Don’t Forget to Prepare Your Car

Get your car ready for cold weather use before winter arrives.

  • Service the radiator and maintain the antifreeze level.
  • Check the tread on your tires or, if necessary, replace tires with all-weather or snow tires.
  • Keep your gas tank full to avoid ice in the tank and fuel lines.
  • Use a winter-time formula in your windshield washer.
  • Prepare a winter emergency kit to keep in your car in case you become stranded. The kit should include the following
    • cell phone, portable charger, and extra batteries;
    • blankets;
    • water and nonperishable food;
    • booster cables, flares, tire pump, and a bag of sand or cat litter (for traction);
    • compass and maps;
    • flashlight, battery-powered radio, and extra batteries;
    • first-aid kit; and 
    • plastic bags (for waste).

Equip in Advance for Emergencies

Be prepared for weather-related emergencies, including power outages.
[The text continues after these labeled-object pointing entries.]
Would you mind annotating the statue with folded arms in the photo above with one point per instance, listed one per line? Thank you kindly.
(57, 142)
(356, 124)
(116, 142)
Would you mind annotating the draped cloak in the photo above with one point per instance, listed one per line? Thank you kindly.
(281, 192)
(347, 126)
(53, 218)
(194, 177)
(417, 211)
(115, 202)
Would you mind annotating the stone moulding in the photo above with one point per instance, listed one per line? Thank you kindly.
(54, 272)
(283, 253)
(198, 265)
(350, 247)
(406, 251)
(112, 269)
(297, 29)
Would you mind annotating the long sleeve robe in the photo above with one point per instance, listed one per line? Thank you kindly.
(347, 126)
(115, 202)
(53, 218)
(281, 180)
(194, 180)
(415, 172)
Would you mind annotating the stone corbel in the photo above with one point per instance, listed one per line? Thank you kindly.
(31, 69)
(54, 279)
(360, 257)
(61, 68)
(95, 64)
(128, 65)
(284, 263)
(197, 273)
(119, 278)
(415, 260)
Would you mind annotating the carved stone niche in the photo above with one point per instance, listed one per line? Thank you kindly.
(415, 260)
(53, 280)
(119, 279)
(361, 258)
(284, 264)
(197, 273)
  • Stock food that needs no cooking or refrigeration and water stored in clean containers.
  • Ensure that your cell phone is fully charged.
  • When planning travel, be aware of current and forecast weather conditions.
  • Keep an up-to-date emergency kit, including the following
    • Battery-operated devices, such as a flashlight, a National Oceanic and Atmospheric Administration (NOAA) Weather Radio, and lamps;
    • extra batteries;
    • first-aid kit and extra medicine;
    • baby items; and
    • cat litter or sand for icy walkways.
  • Protect your family from carbon monoxide (CO).
    • Keep grills, camp stoves, and generators out of the house, basement, and garage.
    • Locate generators at least 20 feet from any window, door, or vent and in a space where rain and snow will not reach them.
    • Leave your home immediately if the CO detector sounds and call 911.
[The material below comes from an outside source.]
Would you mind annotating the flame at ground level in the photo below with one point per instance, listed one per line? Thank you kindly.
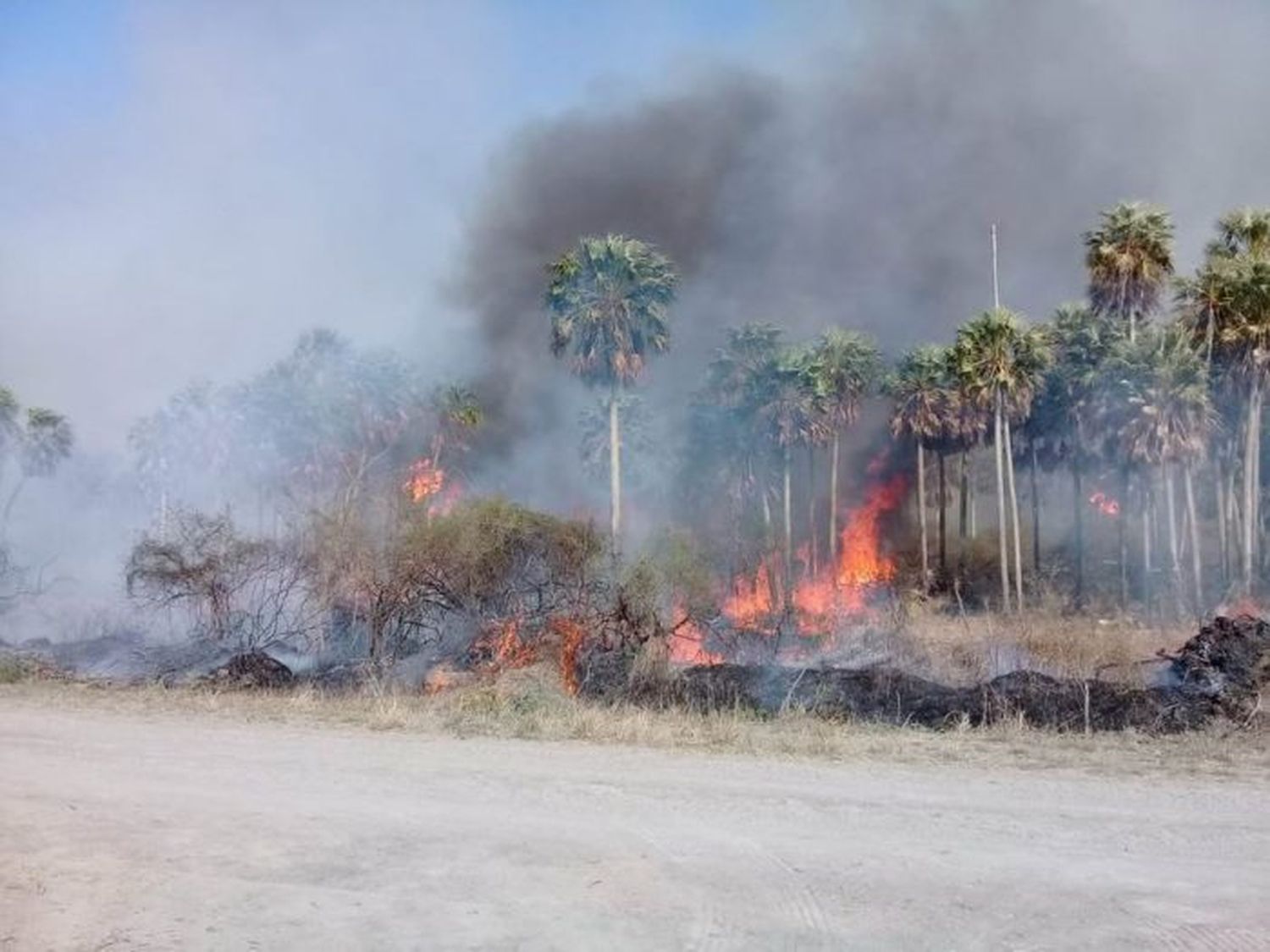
(1105, 504)
(863, 566)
Extreme Cold Preparedness for Children

Adapted from American Academy of Pediatrics Website

Because children are less able to regulate their body temperature than adults, exposure to extreme cold can quickly lead to dangerously low body temperatures (i.e., hypothermia). Newborn infants are prone to hypothermia because of their large body surface area, small amount of subcutaneous fat, and decreased ability to shiver. Children and adults respond to cold extremes by shivering, developing “goose bumps,” and experiencing lethargy and a slow heart rate. Eventually, the shivering ends, and disorientation and lack of responsiveness occur. Severe hypothermia can also result in an abnormal beating of the heart (i.e., arrhythmia).
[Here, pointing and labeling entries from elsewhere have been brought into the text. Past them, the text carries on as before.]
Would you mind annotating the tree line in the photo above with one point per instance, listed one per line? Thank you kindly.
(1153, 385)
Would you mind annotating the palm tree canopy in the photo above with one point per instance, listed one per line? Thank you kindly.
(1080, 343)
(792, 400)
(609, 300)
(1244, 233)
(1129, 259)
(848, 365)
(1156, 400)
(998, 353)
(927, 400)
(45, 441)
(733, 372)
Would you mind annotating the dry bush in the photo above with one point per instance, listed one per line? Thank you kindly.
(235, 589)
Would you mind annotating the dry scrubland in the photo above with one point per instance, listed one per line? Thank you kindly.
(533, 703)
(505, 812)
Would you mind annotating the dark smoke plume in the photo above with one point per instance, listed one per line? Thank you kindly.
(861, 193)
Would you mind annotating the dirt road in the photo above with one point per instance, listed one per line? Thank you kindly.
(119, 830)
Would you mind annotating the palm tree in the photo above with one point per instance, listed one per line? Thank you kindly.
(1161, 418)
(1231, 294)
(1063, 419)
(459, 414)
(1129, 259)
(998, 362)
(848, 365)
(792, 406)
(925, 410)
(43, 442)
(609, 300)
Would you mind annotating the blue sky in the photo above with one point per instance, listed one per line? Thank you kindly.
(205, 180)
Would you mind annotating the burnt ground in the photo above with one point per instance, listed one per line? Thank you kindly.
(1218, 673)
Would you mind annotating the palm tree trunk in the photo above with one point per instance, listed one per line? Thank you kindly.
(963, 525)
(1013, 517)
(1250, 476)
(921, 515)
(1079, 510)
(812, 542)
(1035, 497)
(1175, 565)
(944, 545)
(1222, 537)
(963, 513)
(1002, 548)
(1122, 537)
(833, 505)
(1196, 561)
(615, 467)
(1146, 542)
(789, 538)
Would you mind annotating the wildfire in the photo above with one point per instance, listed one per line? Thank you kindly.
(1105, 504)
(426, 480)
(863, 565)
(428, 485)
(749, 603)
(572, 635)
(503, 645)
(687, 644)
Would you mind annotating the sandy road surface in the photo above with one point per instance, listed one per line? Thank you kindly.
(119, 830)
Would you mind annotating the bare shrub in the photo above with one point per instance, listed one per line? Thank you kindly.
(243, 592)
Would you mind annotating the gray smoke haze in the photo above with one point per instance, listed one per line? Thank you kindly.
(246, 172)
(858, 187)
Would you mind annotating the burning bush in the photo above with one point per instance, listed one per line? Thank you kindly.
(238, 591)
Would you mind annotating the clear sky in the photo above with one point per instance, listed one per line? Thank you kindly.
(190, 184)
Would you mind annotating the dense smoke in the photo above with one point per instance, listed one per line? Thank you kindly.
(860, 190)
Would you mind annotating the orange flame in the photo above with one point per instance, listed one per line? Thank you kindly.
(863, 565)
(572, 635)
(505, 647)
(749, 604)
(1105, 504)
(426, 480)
The following steps can help to protect your body from cold extremes and their consequences:

  • Wear proper cold-weather gear. 
  • Avoid severe cold. 
  • Find alternate shelter if the home or residence has lost its heat. 
  • Use safe indoor heating sources. 
    • Ensure that all stoves and fireplaces are adequately vented
    • Do not use charcoal indoors.
    • Do not use gasoline or diesel generators indoors or outside near an open window or vent that could bring in fumes.
    • Locate generators at least 20 feet from any window, door, or vent and in a space where rain and snow will not reach them.